Я помчался, не разбирая луж, суясь под машины, под гудки и ругань шоферни. На полном ходу – в трамвай, бегом по переулку, так же по лестнице.

– Алешечка! Коленьку арестовали сегодня утром. Маргариту Анатольевну ночью. У нее же отца Владимира Криволуцкого, Ивана Алексеевича и Веру! В Лосинке!

Я обомлел – всех сразу?

– У нас, сам видишь, все перевернуто вверх ногами! Трясли, стены простукивали, шишки от кроватей свинчивали, в трубу лазили. Все книги по листку перелистывали. Ты звонил?

– Не один раз.

– К телефону не подпускали.

«Пасха священная нам днесь показася!» Бомба разорвалась рядом, взрывной волной меня контузило. Надо было очухаться. Коленька прописан после армии был на Яковлевском, значит, придут и туда. Домой, скорей домой!

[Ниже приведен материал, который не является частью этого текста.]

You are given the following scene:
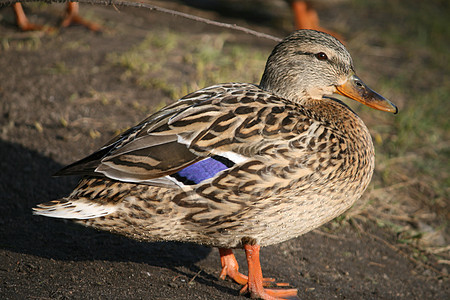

Войдя в комнату и окинув ее взглядом, я не мог сообразить, что мне делать и с чего начать обыскивать самого себя. Ни на полках, ни в письменном столе, ни на нем, ни на стенах, ни в шкафах не было никакого криминала. Что им, гадам, надо? Что ищут? Словари, словари, аккуратно стояли и лежали по местам. Ноты, книги. Неужели каждую трясти или перелистывать? Политика Коленьке была чужда и противна так же, как мне. Эта помойная яма мелких и крупных страстей, жажда власти, хоть капля ее ни его, ни меня не интересовали и противны были по своей природе. Коленьку посадили потому, что посадили отца Владимира. Значит, подпольная Церковь. Открыв нижнюю часть киота, я увидел так знакомые мне Минеи, Триоди, Осмогласник, Псалтырь – что ж, все это в печку? Но это – улика! Пойди, докажи, что не служили дома, а это – криминал. Я сгреб все книги и вышел с ними на черный ход. Направо и налево – чердаки. В их глубину в самый темный угол положил я все богатство и присыпал землей. Шаря по углам, наткнулся я на душегрейку, забытую у нас Анной Григорьевной, которую невзлюбила Тоня. Как-то попросил я ее помогать Тоне с Сашей, на что она радушно согласилась, но та ее выставила. Сняв с вешалки душегрейку и прощупав ее, я почувствовал, что она полна какой-то бумаги. Распорол, оказалось, что Анна Григорьевна – миллионер. Из душегрейки я вытащил пачку бумажных кредиток времен Николая II. Пересчитывать их не стал, сжег тут же. Перерыв все столы и ящики и ничего не обнаружив, засунул на место. Средь бумаг я не заметил мое письмо Варе. Спалил фотографии каких-то батюшек, мне неизвестных. Вот вроде и все. Пулеметов нет, бомб тоже. Пусть приходят. А они и не замедлили, пришли, как всегда ночью, яко тать в нощи! (1 Фес. 5: 2) Рылись всю ночь, трясли, простукивали, взламывали. Что-то откладывали в сторону. Их было трое, один другого омерзительней, да два понятых, в соблюдение «законности». На чердак не догадались пойти. Вряд ли я смогу описать тут мое ощущение любви к родине в эту ночь. Как они не сломали кафельную печь, я удивляюсь. При взгляде на этих фашистов, мне вспоминались наши кинофильмы, вроде «Доктор Оппенгеймер». Изображая фашистов, они копировали самих себя, только форма другая, а содержание то же.